On Wednesday morning, Brown’s new head coach told reporters that the wide receiver would practice today with the team, as planned. He did not want to talk about Taylor’s lawsuit. Belichick wanted to talk about football. Brown practiced with the Patriots on Wednesday, an indication that Belichick intends for him to play in Sunday’s game against the Dolphins. Should the league not place Brown on the commissioner’s exempt list this week—and it might not, given that Taylor, who is cooperating with the investigation, will not meet with the NFL until next week—he is expected to play. Belichick, in fact, seemed irritated that the assembled media had so many questions about Brown and about what the Patriots knew and when. “Anything else on Miami?” he asked, just before ending the press conference. That is: Anything else about football?

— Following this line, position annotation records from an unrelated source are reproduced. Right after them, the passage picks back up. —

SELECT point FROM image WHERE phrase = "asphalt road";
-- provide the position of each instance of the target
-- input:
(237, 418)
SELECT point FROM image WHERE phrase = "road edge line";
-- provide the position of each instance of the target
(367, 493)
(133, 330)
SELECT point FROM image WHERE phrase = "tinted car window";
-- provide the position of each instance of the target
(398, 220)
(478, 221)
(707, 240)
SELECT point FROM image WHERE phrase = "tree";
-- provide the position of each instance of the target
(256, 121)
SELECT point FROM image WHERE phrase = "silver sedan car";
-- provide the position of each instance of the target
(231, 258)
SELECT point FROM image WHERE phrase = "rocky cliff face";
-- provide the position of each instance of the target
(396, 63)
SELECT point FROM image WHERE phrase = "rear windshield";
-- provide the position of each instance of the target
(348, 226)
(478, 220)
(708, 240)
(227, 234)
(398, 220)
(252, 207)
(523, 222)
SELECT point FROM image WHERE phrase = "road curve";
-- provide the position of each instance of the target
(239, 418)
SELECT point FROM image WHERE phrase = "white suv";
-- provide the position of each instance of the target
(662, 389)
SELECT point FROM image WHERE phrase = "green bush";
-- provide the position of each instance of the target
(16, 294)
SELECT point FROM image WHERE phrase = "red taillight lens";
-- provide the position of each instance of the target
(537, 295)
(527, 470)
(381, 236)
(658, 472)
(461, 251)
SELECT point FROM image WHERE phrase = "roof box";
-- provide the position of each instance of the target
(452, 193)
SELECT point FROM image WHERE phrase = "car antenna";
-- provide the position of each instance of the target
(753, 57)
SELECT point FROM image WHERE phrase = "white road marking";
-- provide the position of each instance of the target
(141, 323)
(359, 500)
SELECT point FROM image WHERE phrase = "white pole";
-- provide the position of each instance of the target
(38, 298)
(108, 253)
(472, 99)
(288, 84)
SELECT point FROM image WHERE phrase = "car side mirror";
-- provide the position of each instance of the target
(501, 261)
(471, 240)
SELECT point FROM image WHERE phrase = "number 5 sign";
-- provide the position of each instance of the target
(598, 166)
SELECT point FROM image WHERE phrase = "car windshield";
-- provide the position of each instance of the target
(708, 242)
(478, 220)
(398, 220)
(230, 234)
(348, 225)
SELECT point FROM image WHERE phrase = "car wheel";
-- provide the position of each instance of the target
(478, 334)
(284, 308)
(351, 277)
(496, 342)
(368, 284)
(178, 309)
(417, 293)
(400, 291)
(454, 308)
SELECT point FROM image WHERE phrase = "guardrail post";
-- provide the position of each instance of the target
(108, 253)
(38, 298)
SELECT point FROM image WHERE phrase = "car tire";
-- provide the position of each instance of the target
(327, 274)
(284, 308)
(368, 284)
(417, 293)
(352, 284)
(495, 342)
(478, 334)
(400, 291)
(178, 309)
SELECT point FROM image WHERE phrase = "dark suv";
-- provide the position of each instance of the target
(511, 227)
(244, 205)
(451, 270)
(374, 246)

This has long been Belichick’s shtick: He has time only for football, for the X’s and O’s, and none at all for, in the words of a reporter at the press conference, “distractions.” “We’re working on Miami,” the coach said, more than once.
But the problem is that Taylor’s lawsuit isn’t something that can be ignored. For Belichick to suggest that what the wide receiver may or may not have done is outside the scope of what he, as Brown’s boss and one of the most visible leaders in the league, can or, moreover, should consider is at best ignorant. At worst, it’s a willful decision to ignore uncomfortable realities. He’s just the coach, Belichick would have us believe. Who is he to have an opinion on what might have happened a year and a half ago, what his player might or might not be capable of?
So those of us who follow football are left to wait and see what the league’s response will be. Time and again, the NFL has shown that it can’t be relied on when the questions are difficult to answer, when a terrible truth might lurk in shades of gray, and that for all the talk of the league valuing basic human safety and righting the wrongs from its recent past, it will still come down to you—you, watching a game—to either turn off the TV or squint past the ugly bits.
And that might be the most cynical part of Belichick’s press conference on Wednesday: He knows you won’t leave. What, are you not going to wait for the season debut of one of the sport’s biggest stars? Do you not want to see the reigning Super Bowl champions and their new-look offense? Aren’t you wondering whether the whole Raiders thing was orchestrated? Wouldn’t you like to enjoy this football season? Wouldn’t it be easier if you just focused on the football, like Belichick is?
It would be easier. But don’t let the league make you think that it would be right.